The public has long associated poor communities of color with drugs and crime, a notion that was long perpetuated by the media. More minority arrests and convictions for drug offenses result in the belief that certain parts of the population use more drugs and commit more crime. It opens up a discussion on racial dynamics in American society and the impact of structural racism.
In this realm, many argue that the current drug policy can be considered a civil rights issue as it discriminates against communities of color in the criminal justice system by disproportionately targeting open drug markets in poor neighborhoods and failing to recognize the same dynamics in more affluent areas.

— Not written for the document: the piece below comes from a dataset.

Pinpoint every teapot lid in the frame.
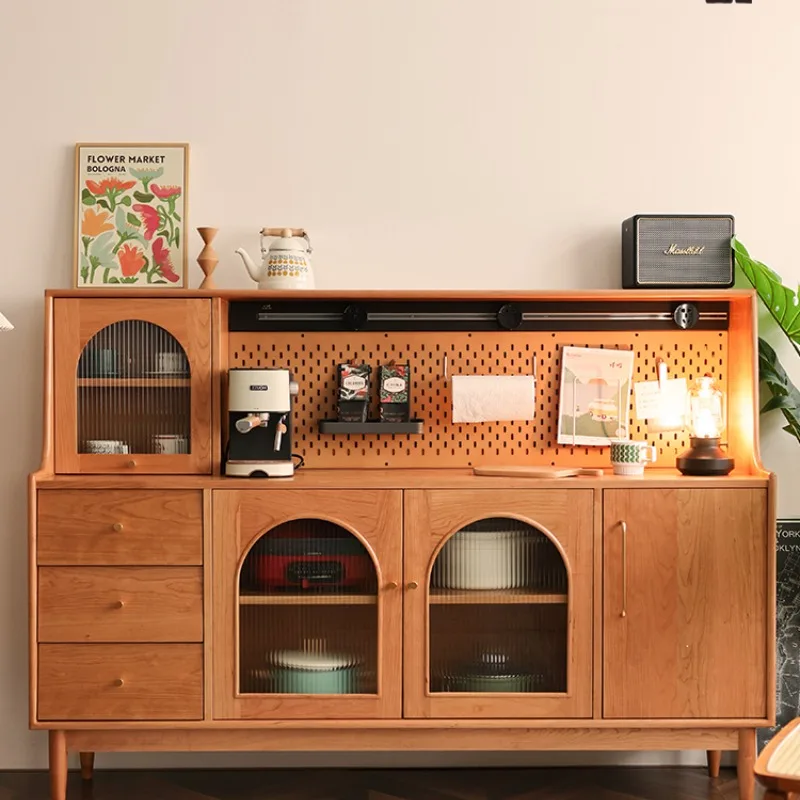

The current drug policy of the United States Government is centered on tough sanctions and long sentencing practices. It often ignores the fact that drug use is a public heath issue, locking up individuals for simple possession of certain drugs. At the same time, the enforcement of the current drug laws is disproportionately focused on communities of color, resulting in the mass incarceration of minorities. Thus, numerous civil and human rights groups consider U.S. drug policy a civil rights issue. But not everybody supports this point of view. The counter argument refuses a civil rights interpretation of the issue, claiming that minorities simply commit more drug-related offenses. No matter who is right or wrong, the current drug policy needs serious fixing.